The financial phase of the crisis led to emergency interventions in many national financial systems. As the crisis developed into genuine recession in many major economies, economic stimulus meant to revive economic growth became the most common policy tool. After having implemented rescue plans for the banking system, major developed and emerging countries announced plans to relieve their economies. In particular, economic stimulus plans were announced in China, the United States, and the European Union. Bailouts of failing or threatened businesses were carried out or discussed in the USA, the EU, and India. In the final quarter of 2008, the financial crisis saw the G-20 group of major economies assume a new significance as a focus of economic and financial crisis management.

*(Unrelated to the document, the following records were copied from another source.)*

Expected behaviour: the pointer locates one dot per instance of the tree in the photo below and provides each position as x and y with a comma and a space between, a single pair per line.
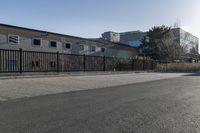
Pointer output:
160, 44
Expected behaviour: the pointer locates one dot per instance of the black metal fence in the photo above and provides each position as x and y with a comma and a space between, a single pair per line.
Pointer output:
19, 61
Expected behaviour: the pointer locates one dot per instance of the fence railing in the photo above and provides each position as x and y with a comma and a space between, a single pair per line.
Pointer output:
19, 61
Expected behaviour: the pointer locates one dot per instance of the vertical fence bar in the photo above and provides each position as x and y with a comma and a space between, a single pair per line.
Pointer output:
20, 60
133, 65
58, 62
104, 63
84, 63
143, 64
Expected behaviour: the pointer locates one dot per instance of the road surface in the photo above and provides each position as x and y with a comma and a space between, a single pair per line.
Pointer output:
162, 106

Most political responses to the economic and financial crisis has been taken by individual nations. Some coordination took place at the European level, but the need to cooperate at the global level has led leaders to activate the G-20 major economies entity. A first summit dedicated to the crisis took place, at the Heads of state level in November 2008 in Washington DC. Apart from proposals on international financial regulation, they pledged to take measures to support their economy and to coordinate them, and refused any resort to protectionism. In later meetings they committed to maintain the supply of credit by providing more liquidity and recapitalizing the banking system, and to implement rapidly the stimulus plans. As for central bankers, they pledged to maintain low-rates policies as long as necessary. Finally, the leaders decided to help emerging and developing countries, through a strengthening of the IMF.

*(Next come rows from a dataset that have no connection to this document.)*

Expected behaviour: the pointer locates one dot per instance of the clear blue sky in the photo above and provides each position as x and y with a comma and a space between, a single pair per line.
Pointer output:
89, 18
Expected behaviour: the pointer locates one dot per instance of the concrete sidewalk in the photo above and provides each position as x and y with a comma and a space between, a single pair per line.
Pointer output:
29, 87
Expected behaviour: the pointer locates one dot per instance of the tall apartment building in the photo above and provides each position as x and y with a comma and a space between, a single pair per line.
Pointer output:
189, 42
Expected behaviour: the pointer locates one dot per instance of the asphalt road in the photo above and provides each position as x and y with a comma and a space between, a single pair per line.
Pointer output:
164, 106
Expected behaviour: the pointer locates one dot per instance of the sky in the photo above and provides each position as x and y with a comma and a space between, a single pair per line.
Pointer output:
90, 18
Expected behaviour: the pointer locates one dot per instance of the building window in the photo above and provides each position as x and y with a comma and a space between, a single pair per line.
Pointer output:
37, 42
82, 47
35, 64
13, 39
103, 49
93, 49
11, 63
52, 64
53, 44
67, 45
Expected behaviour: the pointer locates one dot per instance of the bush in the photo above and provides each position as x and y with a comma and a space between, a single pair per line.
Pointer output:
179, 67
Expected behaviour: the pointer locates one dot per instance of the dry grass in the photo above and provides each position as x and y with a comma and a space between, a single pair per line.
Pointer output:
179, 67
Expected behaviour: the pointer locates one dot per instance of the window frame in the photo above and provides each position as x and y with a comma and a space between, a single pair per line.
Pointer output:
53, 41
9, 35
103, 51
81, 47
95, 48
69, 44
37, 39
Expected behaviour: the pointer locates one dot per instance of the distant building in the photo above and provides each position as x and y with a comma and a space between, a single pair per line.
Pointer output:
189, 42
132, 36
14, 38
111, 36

The IMF stated in September 2010 that the financial crisis would not end without a major decrease in unemployment as hundreds of millions of people were unemployed worldwide. The IMF urged governments to expand social safety nets and to generate job creation even as they are under pressure to cut spending. Governments should also invest in skills training for the unemployed and even governments of countries like Greece with major debt risk should first focus on long-term economic recovery by creating jobs. The Roosevelt Institute, a progressive organization, has argued that economic short-termism, a narrow focus on the ‘fiscal cliff’ and the ‘debt ceiling’ and the corresponding threats of automatic cuts in federal spending could imperil a fragile recovery. Instead, it called for calibrated stimulus spending across key public infrastructures and social services that would ‘benefit the nation as a whole and put America back on the path to long term growth.’

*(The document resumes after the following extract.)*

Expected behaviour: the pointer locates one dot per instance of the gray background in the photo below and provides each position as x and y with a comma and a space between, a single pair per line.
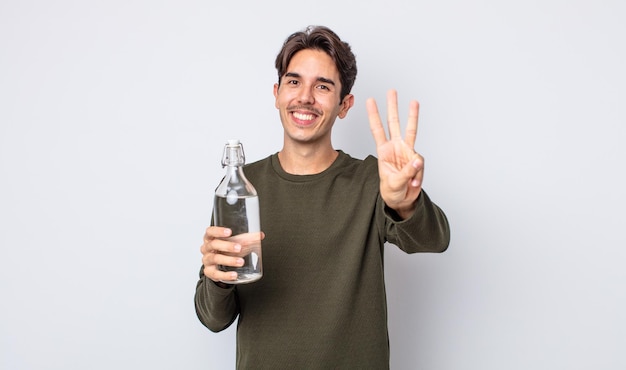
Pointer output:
113, 116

Poland is the only member of the European Union to have avoided a decline in GDP, meaning that in 2009 Poland has created the most GDP growth in the EU. As of December 2009 the Polish economy had not entered recession nor even contracted. Analysts have identified several causes: Extremely low levels of bank lending and a relatively small mortgage market; the recent dismantling of EU trade barriers and the resulting surge in demand for Polish goods since 2004; the receipt of direct EU funding since 2004; lack of over-dependence on a single export sector; a tradition of government fiscal responsibility; a relatively large internal market; the free-floating Polish zloty; low labor costs attracting continued foreign direct investment; and economic difficulties at the start of the decade which prompted austerity measures in advance of the world crisis.